When the results of these words became evident – estimates suggest between 465,000 and 1.2 million Iraqis died – those responsible tried to separate the reality from its representation. The president claimed to be shocked and disgusted by the photographs, Sontag wrote, “as if the fault or horror lay in the images, not in what they depict”. Legalese replaced clear words: “There was also the avoidance of the word ‘torture,’” she noted.
Those held in the extra-legal US penal empire had become “detainees”; the newly obsolete word “prisoners” might suggest that they had the rights accorded by international law and the laws of all civilised countries.

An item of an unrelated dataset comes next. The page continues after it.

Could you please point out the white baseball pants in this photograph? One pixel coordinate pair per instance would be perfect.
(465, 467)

This endless “global war on terrorism” – into which both the quite justified invasion of Afghanistan and the unwinnable folly in Iraq have been folded by Pentagon decree – inevitably leads to the demonising and dehumanising of anyone declared by the Bush administration to be a terrorist: a definition that is not up for debate and is, in fact, usually made in secret.

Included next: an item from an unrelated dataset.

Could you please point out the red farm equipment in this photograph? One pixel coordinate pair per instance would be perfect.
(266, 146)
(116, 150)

Into these fraught meanings entered the camera. Years before, in her great collection On Photography, Sontag had called it a “predatory weapon” and said that “there is aggression implicit in every use of the camera”. Now, she saw the Abu Ghraib pictures being made by people who recorded torture exactly as they recorded everything else.
“Andy Warhol’s ideal of filming real events in real time – life isn’t edited, why should its record be edited? – has become a norm,” she wrote. “Here I am – waking and yawning and stretching, brushing my teeth, making breakfast, getting the kids off to school.” The camera made all events equal: “The distinction between photograph and reality – as between spin and policy – can easily evaporate.” As Warhol had predicted, it made people equal to their metaphors. “The photographs are us,” she wrote.
She admitted that there would be no “ecology of images” as she had once hoped, no way to check their proliferation. And so the image had to be made a positive weapon. Pictures had to be wielded against other pictures, as artists since Goya had endeavoured to do.
“The pictures will not go away,” she wrote. “That is the nature of the digital world in which we live … Up to then, there had been only words, which are easier to cover up in our age of infinite digital self-reproduction and self-dissemination, and so much easier to forget.”
Soon after the essay was published, Sontag elected to have a bone marrow transplant. “Torture is not too strong a word,” a friend of hers said. But her own bouts with the camera were not over. As she underwent the terrible treatment, her partner, Annie Leibovitz, was taking pictures of her: bloated, writhing, and then, finally, dead. When these pictures were published, after Sontag’s death, they ignited a fierce debate. The questions – about the ethics of photography, about how to regard the pain of others – were a homage to Sontag’s final thoughts.